The people at the table at once began to share stories of how someone they knew, (or heard about) got screwed in a divorce. One question was, “is it true that 50% of marriages end up in divorce?”. Another question was, “is it true that lawyers just take advantage of their clients?”. A third comment was, “when my cousin’s husband ran off with the next-door neighbor, she (the cousin) ended up having to pay him money! Because he was the cheating b’trd, he should have lost everything!”.
After a while, one of guests asked, “Why would someone hire you and your collaborative team when the “divorce industry” is dominated by lawyers trained in the adversarial system?
My answer was simple, “Because we only work with couples that want to get on with life.” To illustrate my point, I took an empty plate and showed them that the size of the plate stood for the total amount of wealth they were going to split. I went on to explain that when couples fight over things at the lawyers’ rates of between $300 to $500 per hour each, it does not take long to burn through thousands of dollars. The amount of money represented by the proverbial pie will reduce quickly. The costs magnify if couples end up in court expecting justice.
Another question that was asked, in conjunction with the first question was what the “average” cost and the “average” time was it took to get a divorce. I explained that describing people’s marriages and family life challenges should not be commoditized. I went on to say that, in my opinion that any professional that gives “an average cost or an average length of time for a divorce” is unnecessarily raising a couple’s expectation as to how to think about resolving their issues. This is because there are no “average” couples and there are not “average” families. It is for this reason that the Collaborative Model was created in order to provide a different type of solution for couples and families who want resolution to a marriage that has failed.
A collaborative model usually involves a team of three or four collaboratively trained professionals: A lawyer representing each person, a financial neutral and often a family professional. These experts are able to bring their problem-solving and people skills training to help the couples come to a more satisfactory resolution faster and more amicably in many cases.

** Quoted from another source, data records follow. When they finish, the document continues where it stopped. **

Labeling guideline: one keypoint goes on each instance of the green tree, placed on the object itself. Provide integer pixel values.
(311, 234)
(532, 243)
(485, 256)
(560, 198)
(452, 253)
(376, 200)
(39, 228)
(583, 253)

Clients who embrace this model of problem solving, usually come to terms within 4 to 6 months from engagement. The common adversarial system has its place but has several drawbacks, the large one being that couples often have a long time to get representation because of a lack of lawyers specializing in family law in the Kootenay region of B.C. and indeed, in all of British Columbia.
At the end of the evening, all the guest all commented that it was good to know that there is an option to the traditional legal system of separation and divorce.
Note: I am in favour of marriage! Healthy and happy families are the primary units of a strong and vital society and should be encouraged to thrive by everyone… individuals, families, churches, community groups, and all levels of government! Like all noble endeavours, it takes hard work, sweat, and tears to make something beautiful and worthwhile! If divorce is the route a couple takes, then make the break clean, quick, and efficient… your financial future depends on it!